É tempo de cravar a areia dentro dos olhos. Escavar o asfalto dentro da pele. Esculpir o gelo dentro da alma. Esvaziar os lugares de todas as palavras.

Temos de parar agora.

Não digas uma única palavra.

13/10/2022

cheiro o peso da manhã em todos os cantos da tua solidão 

04/10/2022


Não questiono nada. Coloco em minhas mãos, o lugar vazio das tuas. 
Reconheço que são
tua voz e tua pele
o princípio e o fim de todas as coisas.

Minha língua entoa uma oração incompreensível que apenas eu conheço. Que não revelo a ninguém.  Como se fosses o silêncio mais bem guardado de todos os segredos. 

Respiro fundo o ar que te sustenta e reencontro-me num lugar reservado à vida. Reservado ao tempo reservado à possibilidade da vontade de ser tempo reservado para ser tempo. Um lugar de vida viva por ser um tempo breve do qual desejo que voltes sempre a partir. 

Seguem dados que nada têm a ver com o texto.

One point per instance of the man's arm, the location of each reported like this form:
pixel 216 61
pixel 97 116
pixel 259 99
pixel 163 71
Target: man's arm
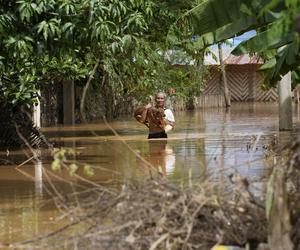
pixel 143 117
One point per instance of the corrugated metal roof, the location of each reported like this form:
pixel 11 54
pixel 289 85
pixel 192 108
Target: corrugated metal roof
pixel 229 58
pixel 242 59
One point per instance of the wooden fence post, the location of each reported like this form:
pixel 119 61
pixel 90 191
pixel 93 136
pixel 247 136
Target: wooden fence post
pixel 285 103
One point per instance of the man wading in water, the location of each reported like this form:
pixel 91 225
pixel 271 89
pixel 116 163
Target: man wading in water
pixel 159 119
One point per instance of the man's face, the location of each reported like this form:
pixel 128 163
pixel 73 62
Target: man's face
pixel 160 100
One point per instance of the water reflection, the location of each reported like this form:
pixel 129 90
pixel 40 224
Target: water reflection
pixel 160 158
pixel 205 144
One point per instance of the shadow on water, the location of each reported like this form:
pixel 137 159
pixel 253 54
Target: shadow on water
pixel 205 144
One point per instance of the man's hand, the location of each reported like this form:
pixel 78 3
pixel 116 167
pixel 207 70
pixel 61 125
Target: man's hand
pixel 148 106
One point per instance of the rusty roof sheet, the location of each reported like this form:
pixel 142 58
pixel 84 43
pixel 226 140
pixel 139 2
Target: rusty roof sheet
pixel 243 59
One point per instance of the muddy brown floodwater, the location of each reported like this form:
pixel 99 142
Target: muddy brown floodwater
pixel 205 144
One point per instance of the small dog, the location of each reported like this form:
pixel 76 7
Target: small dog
pixel 154 115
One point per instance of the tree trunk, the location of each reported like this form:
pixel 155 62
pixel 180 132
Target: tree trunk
pixel 69 102
pixel 224 78
pixel 285 103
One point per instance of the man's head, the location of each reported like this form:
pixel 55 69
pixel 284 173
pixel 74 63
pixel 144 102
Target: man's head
pixel 160 99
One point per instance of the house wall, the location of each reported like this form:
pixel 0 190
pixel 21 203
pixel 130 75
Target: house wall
pixel 243 83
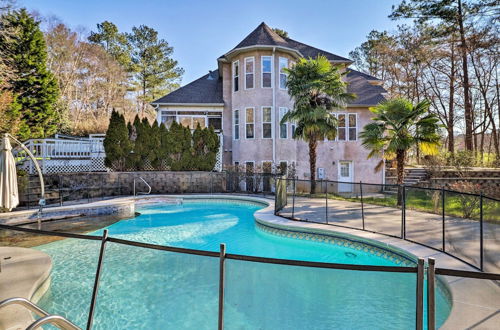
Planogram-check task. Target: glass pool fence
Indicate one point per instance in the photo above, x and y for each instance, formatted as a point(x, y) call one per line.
point(224, 286)
point(463, 225)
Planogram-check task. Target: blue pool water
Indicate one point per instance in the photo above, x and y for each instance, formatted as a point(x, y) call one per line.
point(149, 289)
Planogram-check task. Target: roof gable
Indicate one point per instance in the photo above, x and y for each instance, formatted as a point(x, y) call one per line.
point(204, 90)
point(263, 35)
point(366, 93)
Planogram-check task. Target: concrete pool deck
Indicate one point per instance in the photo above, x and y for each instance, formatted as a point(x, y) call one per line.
point(476, 303)
point(24, 273)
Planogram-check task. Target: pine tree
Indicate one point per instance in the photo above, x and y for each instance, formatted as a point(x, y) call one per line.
point(116, 143)
point(164, 149)
point(154, 146)
point(141, 143)
point(34, 84)
point(181, 157)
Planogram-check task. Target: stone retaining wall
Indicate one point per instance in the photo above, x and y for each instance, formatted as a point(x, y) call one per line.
point(73, 186)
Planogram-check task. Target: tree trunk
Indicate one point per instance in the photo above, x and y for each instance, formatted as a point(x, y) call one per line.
point(451, 109)
point(312, 162)
point(400, 169)
point(468, 106)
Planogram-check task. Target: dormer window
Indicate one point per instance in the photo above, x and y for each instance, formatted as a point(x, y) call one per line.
point(283, 74)
point(267, 69)
point(249, 72)
point(236, 75)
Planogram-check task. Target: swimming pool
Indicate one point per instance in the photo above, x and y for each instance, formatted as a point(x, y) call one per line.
point(151, 289)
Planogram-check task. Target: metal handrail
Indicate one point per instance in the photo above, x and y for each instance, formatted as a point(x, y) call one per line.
point(60, 321)
point(142, 192)
point(57, 320)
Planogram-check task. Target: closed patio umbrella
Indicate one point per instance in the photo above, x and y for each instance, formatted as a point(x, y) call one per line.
point(9, 195)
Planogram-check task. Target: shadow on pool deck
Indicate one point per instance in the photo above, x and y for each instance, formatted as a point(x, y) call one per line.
point(462, 236)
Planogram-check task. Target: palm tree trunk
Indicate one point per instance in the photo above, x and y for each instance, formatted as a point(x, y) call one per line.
point(400, 169)
point(312, 162)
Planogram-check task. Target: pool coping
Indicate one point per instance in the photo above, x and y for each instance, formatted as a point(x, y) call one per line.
point(474, 302)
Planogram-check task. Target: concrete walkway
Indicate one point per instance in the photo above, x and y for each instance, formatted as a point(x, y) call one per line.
point(462, 236)
point(476, 303)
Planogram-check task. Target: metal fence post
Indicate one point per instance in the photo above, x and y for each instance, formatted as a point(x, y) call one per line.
point(60, 189)
point(326, 202)
point(403, 212)
point(420, 295)
point(222, 267)
point(96, 281)
point(431, 295)
point(481, 255)
point(443, 216)
point(362, 205)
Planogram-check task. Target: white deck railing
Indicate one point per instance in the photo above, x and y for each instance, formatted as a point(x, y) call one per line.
point(75, 154)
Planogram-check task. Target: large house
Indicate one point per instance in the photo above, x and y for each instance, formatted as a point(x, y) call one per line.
point(245, 98)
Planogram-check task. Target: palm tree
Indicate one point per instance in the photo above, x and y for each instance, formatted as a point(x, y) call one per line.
point(317, 88)
point(398, 127)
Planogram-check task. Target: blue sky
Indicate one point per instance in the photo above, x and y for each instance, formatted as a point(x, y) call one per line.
point(200, 31)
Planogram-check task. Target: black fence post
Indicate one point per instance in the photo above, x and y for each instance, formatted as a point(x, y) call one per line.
point(293, 199)
point(443, 194)
point(403, 212)
point(420, 295)
point(362, 205)
point(222, 267)
point(431, 295)
point(96, 281)
point(60, 190)
point(326, 202)
point(481, 255)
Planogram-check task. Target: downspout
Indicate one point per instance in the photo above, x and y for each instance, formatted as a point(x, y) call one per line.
point(274, 107)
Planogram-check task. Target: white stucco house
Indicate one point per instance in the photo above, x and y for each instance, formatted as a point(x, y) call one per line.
point(245, 97)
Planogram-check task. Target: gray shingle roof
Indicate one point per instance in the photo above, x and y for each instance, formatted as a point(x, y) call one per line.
point(206, 90)
point(263, 35)
point(309, 51)
point(366, 93)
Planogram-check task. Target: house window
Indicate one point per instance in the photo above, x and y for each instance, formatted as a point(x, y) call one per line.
point(249, 72)
point(168, 117)
point(283, 168)
point(267, 130)
point(249, 123)
point(267, 69)
point(283, 74)
point(215, 122)
point(236, 119)
point(236, 75)
point(341, 130)
point(267, 167)
point(353, 128)
point(284, 126)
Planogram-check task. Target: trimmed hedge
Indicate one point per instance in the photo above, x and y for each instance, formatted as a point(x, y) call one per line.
point(142, 146)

Fecho os olhos para te ver inteiro enquanto te sustenho na ponta dos dedos, enquanto me revisto do aroma da tua pele, enquanto completo a areia nos lugares esvaziados da travessia.

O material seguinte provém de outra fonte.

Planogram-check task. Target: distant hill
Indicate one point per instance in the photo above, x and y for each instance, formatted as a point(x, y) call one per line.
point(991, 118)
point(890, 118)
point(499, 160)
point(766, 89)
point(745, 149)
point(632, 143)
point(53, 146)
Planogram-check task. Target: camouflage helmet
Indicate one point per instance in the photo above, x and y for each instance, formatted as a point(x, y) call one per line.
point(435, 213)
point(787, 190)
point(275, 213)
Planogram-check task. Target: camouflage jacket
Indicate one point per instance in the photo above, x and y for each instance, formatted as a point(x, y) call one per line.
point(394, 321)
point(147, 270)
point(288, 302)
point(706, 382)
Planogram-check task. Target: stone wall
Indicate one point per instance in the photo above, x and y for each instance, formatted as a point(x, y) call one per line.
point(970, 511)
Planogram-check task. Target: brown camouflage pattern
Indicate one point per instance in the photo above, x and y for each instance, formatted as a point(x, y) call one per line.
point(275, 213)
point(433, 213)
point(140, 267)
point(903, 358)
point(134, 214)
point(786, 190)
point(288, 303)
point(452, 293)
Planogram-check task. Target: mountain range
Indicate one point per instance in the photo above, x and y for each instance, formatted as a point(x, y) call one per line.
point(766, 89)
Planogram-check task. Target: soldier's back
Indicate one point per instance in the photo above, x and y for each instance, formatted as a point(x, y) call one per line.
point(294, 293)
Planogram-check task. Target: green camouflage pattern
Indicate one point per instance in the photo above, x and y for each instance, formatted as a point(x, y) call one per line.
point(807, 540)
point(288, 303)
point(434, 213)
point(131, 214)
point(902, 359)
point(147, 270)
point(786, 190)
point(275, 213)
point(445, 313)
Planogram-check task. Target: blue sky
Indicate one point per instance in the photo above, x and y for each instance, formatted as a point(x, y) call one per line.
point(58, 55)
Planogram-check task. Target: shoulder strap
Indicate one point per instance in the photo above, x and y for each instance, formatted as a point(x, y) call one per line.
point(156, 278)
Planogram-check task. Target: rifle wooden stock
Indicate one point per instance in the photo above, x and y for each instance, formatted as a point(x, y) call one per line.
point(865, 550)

Rezo. Ao teu D. Sem que lhe peça nada. Rezo apenas como quem canta o silêncio, como a brisa quente de Outubro que lambe as folhas do chão e as leva a dançar, serenamente, por entre as árvores que quedam dentro de nós.

Escuto, por entre preces, a areia, a pele e o vento, todas as coisas que me não podes dizer.
Guardo todas as sílabas, todas as palavras, e deixo que repousem sobre a pele da língua, sobre a saliva dos dedos, sobre a certeza da incerteza, para poder saber tudo o que me disseste. 
Escuto. 
E
em breve
deixo tudo partir. 
 


02/10/2022

O inferno 

é 

o lugar onde 

ficam

teus olhos 

de cada vez 

que 

fecho a porta. 

Há um negrume que se instala no azul do céu de uma tarde cansada. Anuncia a certeza de que a chuva regressa, em breve. As gaivotas choram o canto dos abandonados enquanto esvoaçam, erráticas, desamparadas, num rasto de um qualquer caminho...para terra, ou para o mar? Debatem- se com a incerteza segura de que a vida é uma escolha permanente e que, por fim, termina na causalidade escolhida. Em cinza. Ou em abismo. 

Penso em ti enquanto caminho o chão de areia. Talvez seja a água que choras de dentro da pele, aquilo que te tenha transformado os pés em barro.